Advisors: Barbara Miller and Mark Edberg

The research project is focused on the health care experiences of Latin American immigrants in Washington, DC. In an effort to understand how Latino individuals maneuver through the U.S. health care system, I will interview male and female adult Latinos in Mount Pleasant. I will also interview health care providers who work in Mount Pleasant. In order to provide a context for the interview data, I will conduct participant observation in the area.
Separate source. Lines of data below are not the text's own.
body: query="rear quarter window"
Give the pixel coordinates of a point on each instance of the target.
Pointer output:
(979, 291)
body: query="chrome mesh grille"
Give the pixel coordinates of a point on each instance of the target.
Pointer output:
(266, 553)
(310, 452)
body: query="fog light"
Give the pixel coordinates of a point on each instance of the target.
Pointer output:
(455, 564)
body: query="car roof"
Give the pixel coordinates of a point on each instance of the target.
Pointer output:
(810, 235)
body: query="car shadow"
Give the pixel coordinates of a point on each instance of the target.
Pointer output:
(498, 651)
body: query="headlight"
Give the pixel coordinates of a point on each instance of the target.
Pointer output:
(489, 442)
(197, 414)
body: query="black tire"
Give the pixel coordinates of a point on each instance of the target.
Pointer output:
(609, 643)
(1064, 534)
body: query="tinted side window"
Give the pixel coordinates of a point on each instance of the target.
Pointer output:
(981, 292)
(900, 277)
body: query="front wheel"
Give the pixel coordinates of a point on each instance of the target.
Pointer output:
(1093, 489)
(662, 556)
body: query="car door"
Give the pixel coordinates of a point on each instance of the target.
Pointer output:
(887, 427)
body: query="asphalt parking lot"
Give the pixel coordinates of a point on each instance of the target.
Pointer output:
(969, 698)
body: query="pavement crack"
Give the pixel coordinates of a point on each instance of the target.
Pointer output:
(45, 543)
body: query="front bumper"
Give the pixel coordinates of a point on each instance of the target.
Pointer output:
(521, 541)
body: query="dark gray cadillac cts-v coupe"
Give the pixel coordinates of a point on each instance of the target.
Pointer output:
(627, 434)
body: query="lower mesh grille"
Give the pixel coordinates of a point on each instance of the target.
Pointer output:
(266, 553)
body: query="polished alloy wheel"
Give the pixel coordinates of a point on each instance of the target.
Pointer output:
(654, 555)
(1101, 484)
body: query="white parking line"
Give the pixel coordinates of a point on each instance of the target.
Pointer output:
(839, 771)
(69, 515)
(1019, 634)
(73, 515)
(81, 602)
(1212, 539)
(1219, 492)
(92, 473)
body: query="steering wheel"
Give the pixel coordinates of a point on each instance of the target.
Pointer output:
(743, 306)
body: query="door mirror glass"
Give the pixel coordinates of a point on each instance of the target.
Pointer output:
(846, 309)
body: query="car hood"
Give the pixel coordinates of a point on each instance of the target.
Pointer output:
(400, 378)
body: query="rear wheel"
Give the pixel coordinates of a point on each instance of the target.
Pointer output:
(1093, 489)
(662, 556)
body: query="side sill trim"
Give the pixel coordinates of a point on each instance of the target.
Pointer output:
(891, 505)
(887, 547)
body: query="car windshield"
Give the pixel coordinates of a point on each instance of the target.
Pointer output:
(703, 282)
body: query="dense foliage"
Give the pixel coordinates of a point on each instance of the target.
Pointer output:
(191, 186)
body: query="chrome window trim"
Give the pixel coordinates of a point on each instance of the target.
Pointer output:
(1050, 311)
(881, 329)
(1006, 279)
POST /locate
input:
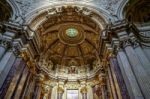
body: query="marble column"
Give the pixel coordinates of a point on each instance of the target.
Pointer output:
(142, 57)
(15, 80)
(84, 92)
(38, 86)
(20, 88)
(119, 82)
(60, 92)
(3, 46)
(112, 84)
(103, 83)
(11, 74)
(138, 69)
(128, 75)
(5, 65)
(46, 90)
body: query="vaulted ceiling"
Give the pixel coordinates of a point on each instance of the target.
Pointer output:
(70, 38)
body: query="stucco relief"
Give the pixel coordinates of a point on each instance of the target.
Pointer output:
(27, 6)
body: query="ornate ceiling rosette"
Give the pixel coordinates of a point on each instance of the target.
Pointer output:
(71, 34)
(69, 41)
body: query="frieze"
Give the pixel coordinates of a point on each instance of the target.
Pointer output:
(29, 5)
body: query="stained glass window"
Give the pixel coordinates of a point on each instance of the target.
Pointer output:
(72, 32)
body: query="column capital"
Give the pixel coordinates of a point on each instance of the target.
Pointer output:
(102, 79)
(5, 43)
(83, 90)
(39, 79)
(60, 90)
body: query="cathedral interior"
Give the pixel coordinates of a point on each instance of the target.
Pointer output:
(74, 49)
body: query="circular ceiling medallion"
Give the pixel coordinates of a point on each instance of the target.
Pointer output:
(71, 34)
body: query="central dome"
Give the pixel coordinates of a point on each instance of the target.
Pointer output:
(72, 32)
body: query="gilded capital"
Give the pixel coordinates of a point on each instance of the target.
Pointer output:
(102, 79)
(83, 90)
(60, 90)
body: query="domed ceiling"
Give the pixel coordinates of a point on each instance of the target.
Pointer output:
(70, 38)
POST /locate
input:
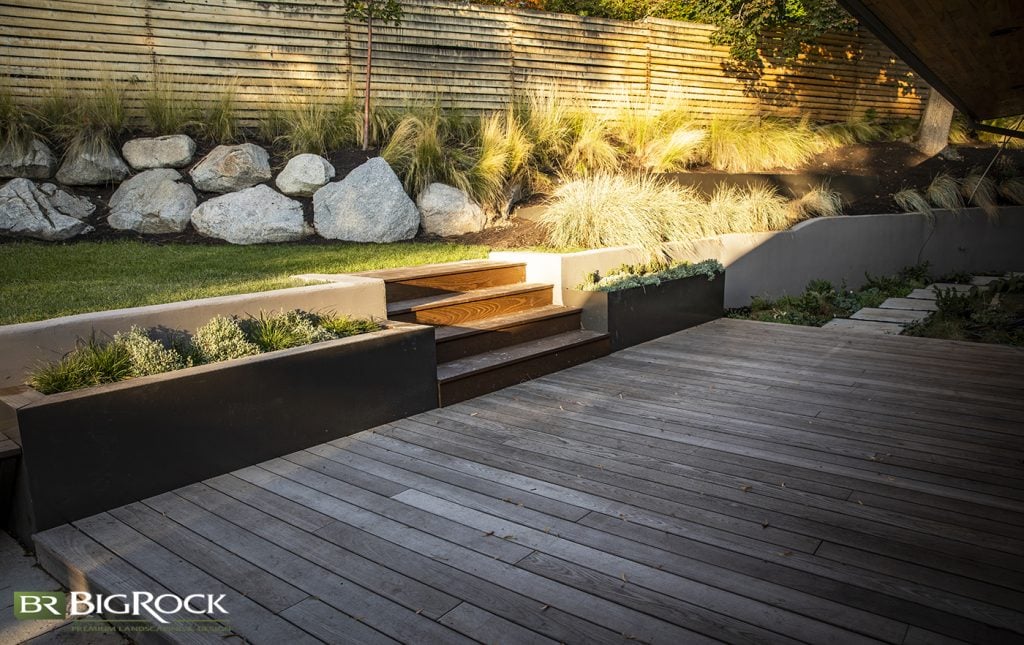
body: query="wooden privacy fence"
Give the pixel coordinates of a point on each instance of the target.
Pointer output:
(473, 57)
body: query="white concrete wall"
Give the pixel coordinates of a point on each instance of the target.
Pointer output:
(837, 249)
(25, 345)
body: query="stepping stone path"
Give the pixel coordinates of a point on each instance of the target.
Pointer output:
(895, 313)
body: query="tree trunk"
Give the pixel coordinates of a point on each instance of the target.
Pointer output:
(933, 134)
(366, 91)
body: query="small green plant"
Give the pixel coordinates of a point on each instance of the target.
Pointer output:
(649, 274)
(222, 339)
(343, 327)
(283, 331)
(980, 190)
(137, 352)
(955, 303)
(1012, 189)
(991, 314)
(92, 362)
(821, 300)
(148, 355)
(911, 201)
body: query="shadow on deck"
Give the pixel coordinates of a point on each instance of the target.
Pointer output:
(738, 481)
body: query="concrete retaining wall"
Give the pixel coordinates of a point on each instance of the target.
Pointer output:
(837, 249)
(25, 345)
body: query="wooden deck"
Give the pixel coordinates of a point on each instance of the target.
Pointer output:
(740, 482)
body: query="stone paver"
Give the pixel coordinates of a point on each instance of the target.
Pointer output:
(895, 313)
(911, 304)
(878, 314)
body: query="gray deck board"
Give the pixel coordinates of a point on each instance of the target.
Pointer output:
(737, 482)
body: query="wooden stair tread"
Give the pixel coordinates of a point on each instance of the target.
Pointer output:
(452, 332)
(435, 270)
(486, 361)
(449, 299)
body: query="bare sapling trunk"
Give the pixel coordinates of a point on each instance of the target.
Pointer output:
(933, 134)
(366, 93)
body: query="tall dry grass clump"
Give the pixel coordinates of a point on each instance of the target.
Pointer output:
(911, 201)
(944, 192)
(980, 190)
(1012, 189)
(166, 111)
(820, 201)
(759, 207)
(91, 122)
(609, 210)
(17, 125)
(752, 144)
(656, 136)
(219, 121)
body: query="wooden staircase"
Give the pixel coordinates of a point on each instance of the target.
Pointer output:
(492, 328)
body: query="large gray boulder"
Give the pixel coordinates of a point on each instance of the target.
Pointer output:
(448, 211)
(255, 215)
(229, 168)
(35, 163)
(369, 205)
(175, 151)
(304, 174)
(89, 167)
(153, 202)
(42, 211)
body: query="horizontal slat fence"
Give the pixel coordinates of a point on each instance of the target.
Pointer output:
(473, 57)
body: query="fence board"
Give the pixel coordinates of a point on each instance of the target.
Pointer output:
(474, 57)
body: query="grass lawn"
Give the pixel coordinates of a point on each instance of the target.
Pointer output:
(44, 281)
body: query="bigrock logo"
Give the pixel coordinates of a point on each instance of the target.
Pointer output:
(164, 609)
(144, 604)
(40, 605)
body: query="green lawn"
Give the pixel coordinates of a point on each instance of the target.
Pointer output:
(43, 281)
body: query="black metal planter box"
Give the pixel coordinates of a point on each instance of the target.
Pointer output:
(636, 315)
(93, 449)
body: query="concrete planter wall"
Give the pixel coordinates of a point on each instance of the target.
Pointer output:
(636, 315)
(92, 449)
(830, 248)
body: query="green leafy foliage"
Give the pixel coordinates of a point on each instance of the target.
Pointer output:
(17, 127)
(283, 331)
(651, 273)
(222, 339)
(991, 314)
(92, 362)
(742, 24)
(821, 300)
(137, 352)
(148, 355)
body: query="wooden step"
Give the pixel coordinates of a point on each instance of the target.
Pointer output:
(459, 341)
(473, 376)
(473, 305)
(432, 280)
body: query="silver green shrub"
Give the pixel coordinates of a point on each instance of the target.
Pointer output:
(148, 355)
(221, 339)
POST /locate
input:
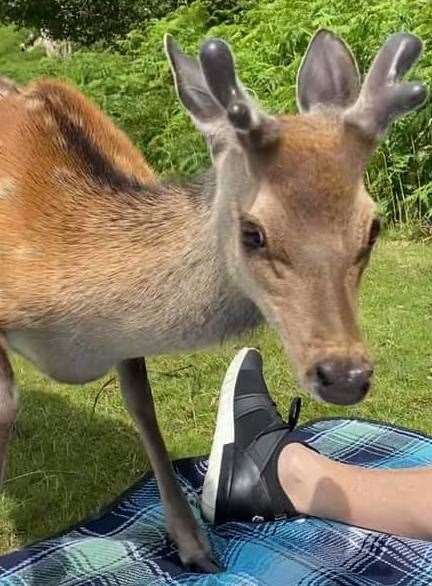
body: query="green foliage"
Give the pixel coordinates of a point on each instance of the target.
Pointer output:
(84, 21)
(269, 38)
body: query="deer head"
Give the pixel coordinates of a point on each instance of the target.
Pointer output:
(294, 221)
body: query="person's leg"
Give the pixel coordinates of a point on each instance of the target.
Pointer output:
(259, 471)
(391, 501)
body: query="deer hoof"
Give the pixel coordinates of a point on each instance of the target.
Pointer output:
(194, 550)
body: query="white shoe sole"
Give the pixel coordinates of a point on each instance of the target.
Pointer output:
(224, 434)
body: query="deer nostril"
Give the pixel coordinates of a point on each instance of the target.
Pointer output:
(325, 373)
(342, 381)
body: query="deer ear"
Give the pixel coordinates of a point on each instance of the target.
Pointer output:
(328, 75)
(191, 87)
(384, 97)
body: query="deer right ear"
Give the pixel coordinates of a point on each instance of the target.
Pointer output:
(192, 88)
(328, 75)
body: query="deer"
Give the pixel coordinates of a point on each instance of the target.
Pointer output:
(102, 264)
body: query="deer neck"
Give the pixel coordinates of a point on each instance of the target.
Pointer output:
(176, 291)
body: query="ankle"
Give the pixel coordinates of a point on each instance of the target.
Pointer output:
(300, 471)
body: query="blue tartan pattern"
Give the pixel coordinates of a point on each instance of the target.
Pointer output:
(127, 544)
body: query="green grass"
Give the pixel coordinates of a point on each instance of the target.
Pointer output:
(68, 460)
(18, 65)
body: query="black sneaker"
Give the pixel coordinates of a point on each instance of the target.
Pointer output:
(241, 483)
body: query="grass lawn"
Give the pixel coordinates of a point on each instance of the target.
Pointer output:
(70, 456)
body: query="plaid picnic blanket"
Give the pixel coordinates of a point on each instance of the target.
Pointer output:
(127, 545)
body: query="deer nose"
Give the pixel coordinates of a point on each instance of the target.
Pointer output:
(343, 382)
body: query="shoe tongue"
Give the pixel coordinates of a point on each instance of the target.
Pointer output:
(294, 412)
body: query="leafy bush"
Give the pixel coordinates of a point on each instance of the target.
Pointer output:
(85, 21)
(269, 39)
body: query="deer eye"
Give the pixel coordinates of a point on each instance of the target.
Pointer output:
(374, 232)
(252, 235)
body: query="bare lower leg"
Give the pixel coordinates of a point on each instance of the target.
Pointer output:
(391, 501)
My research will provide descriptive and narrative information on the Washington, DC health care system as experienced by an important and understudied minority group.

Irina Shrayber
B.A. Intl Aff & Anth
Philadelphia, PA Language Ideologies of Transformation and Acquisition within the Russian Community of Philadelphia

Advisor: Alexander Dent

I propose to explore the ways in which first and second generation Russian-speaking immigrants in Philadelphia have both transformed and maintained their original language. The proposed study will evaluate linguistic patterns such as code-switching, diction, and hesitation in the context of a change in a minority language. In particular, I would like to find out how the children of the Philadelphia Russian community who are most sensitive to their English-speaking environment, are influenced by the adoptive language's structure and society. What are the effects of the ideologies of linguistic change on family structure, education, and relationships?